This document still need substantial editing! It is left here because it may still be useful in its current state.
Here is a pipeline:
library(dplyr)
library(svFlow)
threshold <- 1.5
iris %>.%
filter(., Petal.Length > threshold) %>.%
mutate(., log_var = log(Petal.Length)) %>.%
head(.) %>.% .
#> Sepal.Length Sepal.Width Petal.Length Petal.Width Species log_var
#> 1 5.4 3.9 1.7 0.4 setosa 0.5306283
#> 2 4.8 3.4 1.6 0.2 setosa 0.4700036
#> 3 5.7 3.8 1.7 0.3 setosa 0.5306283
#> 4 5.4 3.4 1.7 0.2 setosa 0.5306283
#> 5 5.1 3.3 1.7 0.5 setosa 0.5306283
#> 6 4.8 3.4 1.9 0.2 setosa 0.6418539
Use of flow()
to add local variables inside the
pipeline, and to have convenient and transparent resolution of the
lazyeval mechanism:
flow(iris, var_ = Petal.Length, threshold = 1.5) %>_%
filter(., var_ > threshold_) %>_%
{..$tab <- mutate(., log_var = log(var_))} %>_%
head(.) %>_% .
#> Warning: Assigning non-quosure objects to quosure lists is deprecated as of rlang 0.3.0.

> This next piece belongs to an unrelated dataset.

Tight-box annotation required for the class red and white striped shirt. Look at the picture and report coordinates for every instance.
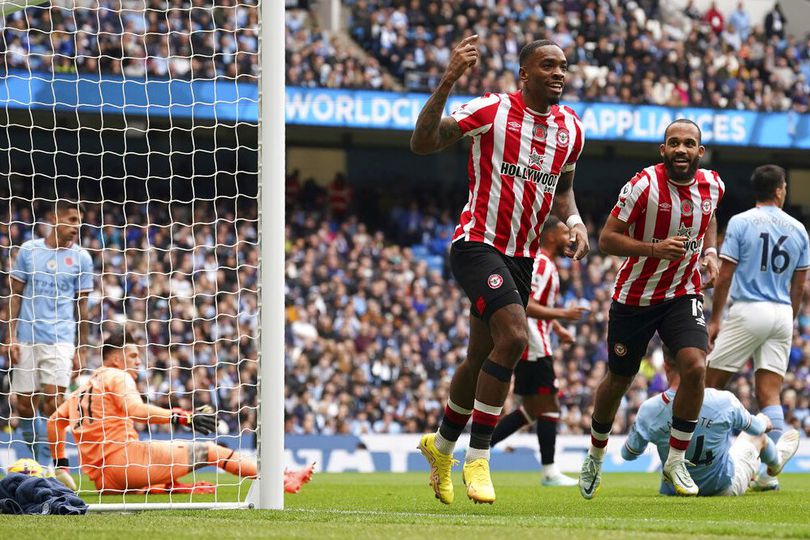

#> Please coerce to a bare list beforehand with `as.list()`
#> This warning is displayed once every 8 hours.
#> Sepal.Length Sepal.Width Petal.Length Petal.Width Species log_var
#> 1 5.4 3.9 1.7 0.4 setosa 0.5306283
#> 2 4.8 3.4 1.6 0.2 setosa 0.4700036
#> 3 5.7 3.8 1.7 0.3 setosa 0.5306283
#> 4 5.4 3.4 1.7 0.2 setosa 0.5306283
#> 5 5.1 3.3 1.7 0.5 setosa 0.5306283
#> 6 4.8 3.4 1.9 0.2 setosa 0.6418539
Convert this into a reusable function by replacing
flow()
by function()
and starting the pipeline
with enflow()
:
my_process <- function(data, var_ = Petal.Length, threshold = 1.5)
enflow(data) %>_%
filter(., var_ > threshold_) %>_%
{..$tab <- mutate(., log_var = log(var_))} %>_%
head(.) %>_% .
Then, you use it just as a plain function. The arguments ending with
_
are also a good way to immediately spot those who are
treated specially by the tidyeval mechanism! Here, we redo the
analysis:
my_process(iris)
#> Sepal.Length Sepal.Width Petal.Length Petal.Width Species log_var
#> 1 5.4 3.9 1.7 0.4 setosa 0.5306283
#> 2 4.8 3.4 1.6 0.2 setosa 0.4700036
#> 3 5.7 3.8 1.7 0.3 setosa 0.5306283
#> 4 5.4 3.4 1.7 0.2 setosa 0.5306283
#> 5 5.1 3.3 1.7 0.5 setosa 0.5306283
#> 6 4.8 3.4 1.9 0.2 setosa 0.6418539
Here, we change the variable and the threshold:
my_process(iris, var_ = Sepal.Width, threshold = 0.5)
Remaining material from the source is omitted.